If anything, Nazarbayev has reified a model that other autocrats have been eager to imitate. “Nazarbayev is the new normal; contemporary authoritarians are mostly kleptocrats,” Judah writes. “This means corruption is not a feature of their regimes, but rather the invariable nature of their rule.”
Not only has Nazarbayev parked his funds in London’s property market, “but his wealth and that of his clique has been funneled out of the country by exploiting offshore networks. In the 21st century Nazarbayev is not the exception, but the norm; he is paradigmatic of the new authoritarians for whom there is no containment.”

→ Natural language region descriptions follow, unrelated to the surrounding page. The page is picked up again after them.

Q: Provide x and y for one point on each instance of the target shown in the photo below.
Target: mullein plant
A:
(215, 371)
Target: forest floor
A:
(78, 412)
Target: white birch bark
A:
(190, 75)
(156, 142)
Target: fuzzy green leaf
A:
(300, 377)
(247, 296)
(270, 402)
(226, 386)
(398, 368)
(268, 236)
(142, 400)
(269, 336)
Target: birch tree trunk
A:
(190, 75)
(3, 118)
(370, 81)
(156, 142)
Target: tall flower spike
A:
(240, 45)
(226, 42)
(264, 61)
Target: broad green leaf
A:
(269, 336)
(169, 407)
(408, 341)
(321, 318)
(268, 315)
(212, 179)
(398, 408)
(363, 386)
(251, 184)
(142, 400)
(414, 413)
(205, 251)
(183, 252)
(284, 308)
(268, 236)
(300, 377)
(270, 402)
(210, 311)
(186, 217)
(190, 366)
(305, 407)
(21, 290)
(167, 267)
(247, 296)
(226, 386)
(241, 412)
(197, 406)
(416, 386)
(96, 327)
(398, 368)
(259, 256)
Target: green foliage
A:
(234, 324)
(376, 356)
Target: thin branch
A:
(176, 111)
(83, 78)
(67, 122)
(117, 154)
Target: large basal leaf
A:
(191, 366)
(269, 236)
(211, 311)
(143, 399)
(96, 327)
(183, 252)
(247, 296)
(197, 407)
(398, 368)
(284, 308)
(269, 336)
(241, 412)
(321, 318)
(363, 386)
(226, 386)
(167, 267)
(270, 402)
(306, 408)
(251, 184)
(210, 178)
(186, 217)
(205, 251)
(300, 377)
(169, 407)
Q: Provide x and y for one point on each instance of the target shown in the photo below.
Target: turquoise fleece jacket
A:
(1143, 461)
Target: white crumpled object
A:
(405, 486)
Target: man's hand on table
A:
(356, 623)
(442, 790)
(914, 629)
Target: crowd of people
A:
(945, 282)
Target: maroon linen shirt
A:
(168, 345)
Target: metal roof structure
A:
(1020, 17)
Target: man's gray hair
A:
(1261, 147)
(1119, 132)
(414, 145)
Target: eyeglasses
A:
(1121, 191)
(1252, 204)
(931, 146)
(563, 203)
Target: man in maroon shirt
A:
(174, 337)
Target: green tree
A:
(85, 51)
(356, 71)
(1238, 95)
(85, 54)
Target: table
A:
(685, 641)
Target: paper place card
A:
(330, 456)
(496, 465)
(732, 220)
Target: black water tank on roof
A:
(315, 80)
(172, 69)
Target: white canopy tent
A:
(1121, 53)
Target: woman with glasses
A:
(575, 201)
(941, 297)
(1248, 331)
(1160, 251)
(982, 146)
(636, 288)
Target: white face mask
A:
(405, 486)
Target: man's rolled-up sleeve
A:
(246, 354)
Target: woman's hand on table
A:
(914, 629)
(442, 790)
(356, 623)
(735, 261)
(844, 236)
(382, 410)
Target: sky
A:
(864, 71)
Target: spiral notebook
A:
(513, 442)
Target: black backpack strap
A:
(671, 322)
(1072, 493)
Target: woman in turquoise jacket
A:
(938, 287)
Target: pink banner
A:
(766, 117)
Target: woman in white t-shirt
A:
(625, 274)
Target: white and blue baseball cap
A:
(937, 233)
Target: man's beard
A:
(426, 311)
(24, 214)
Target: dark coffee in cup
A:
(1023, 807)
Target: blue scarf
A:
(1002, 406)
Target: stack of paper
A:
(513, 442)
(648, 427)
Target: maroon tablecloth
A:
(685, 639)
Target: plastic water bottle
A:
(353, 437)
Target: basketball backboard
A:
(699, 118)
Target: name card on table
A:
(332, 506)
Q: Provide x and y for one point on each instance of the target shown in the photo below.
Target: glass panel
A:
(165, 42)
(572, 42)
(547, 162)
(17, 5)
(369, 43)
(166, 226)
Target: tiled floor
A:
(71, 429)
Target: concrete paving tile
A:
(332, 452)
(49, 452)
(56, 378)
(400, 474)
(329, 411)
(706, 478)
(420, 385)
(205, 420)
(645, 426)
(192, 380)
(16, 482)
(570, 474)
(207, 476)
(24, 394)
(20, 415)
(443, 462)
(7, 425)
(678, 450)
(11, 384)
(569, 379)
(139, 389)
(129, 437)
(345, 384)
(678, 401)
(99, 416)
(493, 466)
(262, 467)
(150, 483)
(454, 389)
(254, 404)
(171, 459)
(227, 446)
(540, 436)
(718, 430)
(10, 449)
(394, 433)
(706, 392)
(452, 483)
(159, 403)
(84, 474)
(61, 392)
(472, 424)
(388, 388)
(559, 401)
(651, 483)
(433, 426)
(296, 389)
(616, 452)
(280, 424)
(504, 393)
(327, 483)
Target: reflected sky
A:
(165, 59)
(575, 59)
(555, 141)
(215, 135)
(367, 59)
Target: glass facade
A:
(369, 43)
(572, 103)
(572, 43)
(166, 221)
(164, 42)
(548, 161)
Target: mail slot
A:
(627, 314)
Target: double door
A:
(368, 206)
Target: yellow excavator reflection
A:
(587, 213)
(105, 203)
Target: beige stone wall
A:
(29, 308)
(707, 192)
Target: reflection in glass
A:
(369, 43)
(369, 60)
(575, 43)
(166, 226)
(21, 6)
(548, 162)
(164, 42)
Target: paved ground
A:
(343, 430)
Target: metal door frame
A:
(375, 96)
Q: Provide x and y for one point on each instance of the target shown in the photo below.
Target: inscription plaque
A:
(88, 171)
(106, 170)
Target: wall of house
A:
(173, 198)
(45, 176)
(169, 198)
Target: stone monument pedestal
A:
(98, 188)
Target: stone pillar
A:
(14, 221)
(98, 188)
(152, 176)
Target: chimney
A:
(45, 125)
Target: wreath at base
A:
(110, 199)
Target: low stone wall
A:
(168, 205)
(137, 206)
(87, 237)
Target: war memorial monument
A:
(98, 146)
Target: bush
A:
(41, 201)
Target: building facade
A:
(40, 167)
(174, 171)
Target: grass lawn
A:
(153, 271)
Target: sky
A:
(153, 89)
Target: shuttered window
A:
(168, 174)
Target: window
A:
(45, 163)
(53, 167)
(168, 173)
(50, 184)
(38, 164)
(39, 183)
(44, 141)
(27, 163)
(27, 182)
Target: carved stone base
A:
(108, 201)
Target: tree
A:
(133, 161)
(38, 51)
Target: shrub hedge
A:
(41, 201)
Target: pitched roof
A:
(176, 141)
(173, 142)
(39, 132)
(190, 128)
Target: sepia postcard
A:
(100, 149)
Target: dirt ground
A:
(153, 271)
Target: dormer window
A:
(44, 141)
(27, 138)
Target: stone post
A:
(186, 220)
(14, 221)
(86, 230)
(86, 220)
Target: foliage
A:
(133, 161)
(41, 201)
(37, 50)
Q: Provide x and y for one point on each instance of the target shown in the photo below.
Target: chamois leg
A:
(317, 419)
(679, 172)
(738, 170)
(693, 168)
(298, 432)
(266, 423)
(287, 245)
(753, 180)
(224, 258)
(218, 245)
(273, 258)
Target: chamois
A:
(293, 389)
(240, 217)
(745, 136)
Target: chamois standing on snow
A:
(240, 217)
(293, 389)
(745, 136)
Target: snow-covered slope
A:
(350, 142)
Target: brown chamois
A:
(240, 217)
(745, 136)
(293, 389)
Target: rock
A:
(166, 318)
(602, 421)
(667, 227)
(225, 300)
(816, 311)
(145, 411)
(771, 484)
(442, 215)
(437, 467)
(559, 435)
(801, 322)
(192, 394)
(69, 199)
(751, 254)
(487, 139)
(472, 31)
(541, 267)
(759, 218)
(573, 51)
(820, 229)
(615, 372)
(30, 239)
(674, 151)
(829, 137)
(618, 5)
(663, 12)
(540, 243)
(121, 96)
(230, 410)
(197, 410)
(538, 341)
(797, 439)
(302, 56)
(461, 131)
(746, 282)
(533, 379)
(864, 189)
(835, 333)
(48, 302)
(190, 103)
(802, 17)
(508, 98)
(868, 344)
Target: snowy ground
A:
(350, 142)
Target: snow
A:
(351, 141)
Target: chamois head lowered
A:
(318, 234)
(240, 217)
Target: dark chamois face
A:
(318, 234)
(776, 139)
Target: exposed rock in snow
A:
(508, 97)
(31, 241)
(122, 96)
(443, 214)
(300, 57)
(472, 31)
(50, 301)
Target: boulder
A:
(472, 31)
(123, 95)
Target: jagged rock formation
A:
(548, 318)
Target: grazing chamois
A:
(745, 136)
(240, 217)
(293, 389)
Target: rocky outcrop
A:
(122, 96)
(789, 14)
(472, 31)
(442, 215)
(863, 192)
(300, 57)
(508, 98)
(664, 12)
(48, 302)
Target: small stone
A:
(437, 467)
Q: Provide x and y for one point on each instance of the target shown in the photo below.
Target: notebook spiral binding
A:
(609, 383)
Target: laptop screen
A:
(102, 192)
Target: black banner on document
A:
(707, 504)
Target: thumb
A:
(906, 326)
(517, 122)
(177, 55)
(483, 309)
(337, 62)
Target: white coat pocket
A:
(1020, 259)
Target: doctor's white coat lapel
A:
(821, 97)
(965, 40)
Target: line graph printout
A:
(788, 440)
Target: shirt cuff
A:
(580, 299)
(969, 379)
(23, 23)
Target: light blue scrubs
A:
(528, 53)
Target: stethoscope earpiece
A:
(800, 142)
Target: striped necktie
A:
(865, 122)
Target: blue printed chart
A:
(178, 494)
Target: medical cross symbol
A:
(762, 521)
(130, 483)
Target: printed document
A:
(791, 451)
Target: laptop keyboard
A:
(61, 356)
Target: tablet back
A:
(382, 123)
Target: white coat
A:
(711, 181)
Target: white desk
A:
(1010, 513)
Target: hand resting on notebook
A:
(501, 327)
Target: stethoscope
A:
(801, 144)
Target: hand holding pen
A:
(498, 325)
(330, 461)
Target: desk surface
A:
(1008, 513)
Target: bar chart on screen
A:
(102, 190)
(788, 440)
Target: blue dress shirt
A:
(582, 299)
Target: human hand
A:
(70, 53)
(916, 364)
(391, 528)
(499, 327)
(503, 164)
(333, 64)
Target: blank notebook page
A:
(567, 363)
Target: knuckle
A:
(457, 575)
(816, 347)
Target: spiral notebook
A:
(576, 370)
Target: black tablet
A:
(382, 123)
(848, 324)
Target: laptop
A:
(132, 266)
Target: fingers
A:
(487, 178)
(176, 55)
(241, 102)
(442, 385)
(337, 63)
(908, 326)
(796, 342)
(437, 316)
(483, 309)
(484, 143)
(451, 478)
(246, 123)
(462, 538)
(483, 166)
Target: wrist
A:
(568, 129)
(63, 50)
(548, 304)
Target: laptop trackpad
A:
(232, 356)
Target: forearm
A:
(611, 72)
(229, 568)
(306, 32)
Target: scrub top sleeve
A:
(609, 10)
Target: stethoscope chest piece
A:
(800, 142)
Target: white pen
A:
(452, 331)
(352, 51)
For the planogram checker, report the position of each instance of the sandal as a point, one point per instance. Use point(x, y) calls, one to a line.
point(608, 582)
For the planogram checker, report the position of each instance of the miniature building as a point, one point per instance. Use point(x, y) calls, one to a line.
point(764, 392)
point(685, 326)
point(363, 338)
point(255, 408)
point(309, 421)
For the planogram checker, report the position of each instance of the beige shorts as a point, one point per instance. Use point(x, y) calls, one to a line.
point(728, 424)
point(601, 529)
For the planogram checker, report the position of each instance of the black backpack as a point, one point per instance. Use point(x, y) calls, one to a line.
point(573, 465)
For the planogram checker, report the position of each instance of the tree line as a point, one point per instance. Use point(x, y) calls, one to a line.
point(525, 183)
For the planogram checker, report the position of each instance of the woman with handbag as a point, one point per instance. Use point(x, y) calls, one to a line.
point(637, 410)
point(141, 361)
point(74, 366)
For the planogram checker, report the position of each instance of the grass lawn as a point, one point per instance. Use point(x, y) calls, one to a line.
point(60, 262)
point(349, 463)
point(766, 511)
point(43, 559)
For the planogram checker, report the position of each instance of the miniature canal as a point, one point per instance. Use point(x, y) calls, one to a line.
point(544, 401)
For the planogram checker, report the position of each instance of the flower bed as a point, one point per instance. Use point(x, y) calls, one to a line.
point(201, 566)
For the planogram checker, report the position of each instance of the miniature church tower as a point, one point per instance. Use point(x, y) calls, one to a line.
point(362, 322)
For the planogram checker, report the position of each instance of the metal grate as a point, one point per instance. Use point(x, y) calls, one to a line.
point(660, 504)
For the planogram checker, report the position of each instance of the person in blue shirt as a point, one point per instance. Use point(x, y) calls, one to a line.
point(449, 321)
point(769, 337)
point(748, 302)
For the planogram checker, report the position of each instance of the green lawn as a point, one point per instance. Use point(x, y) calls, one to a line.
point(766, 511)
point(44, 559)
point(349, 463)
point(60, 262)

But it’s not simply that Nazarbayev’s regime has taken full advantage of the shadow-financing proffered by the West. If anything, Nazarbayev has bought in fully to the “wealth defense industry” pushed by Western actors, including bankers and accountants, lobbyists and public relations experts. To wit, Tony Blair’s role as an official adviser to Nazarbayev, which has only now begun wrapping up, allowed Astana to ignore anti-corruption advice from the West, resting fully upon the hypocrisy attendant in Blair’s presence in Kazakhstan. This comes in addition to the PR machine Kazakhstan has unleashed on both sides of the Atlantic, with Western firms eager to take Astana’s excess hydrocarbon funds to whitewash the country’s Soviet-era leadership.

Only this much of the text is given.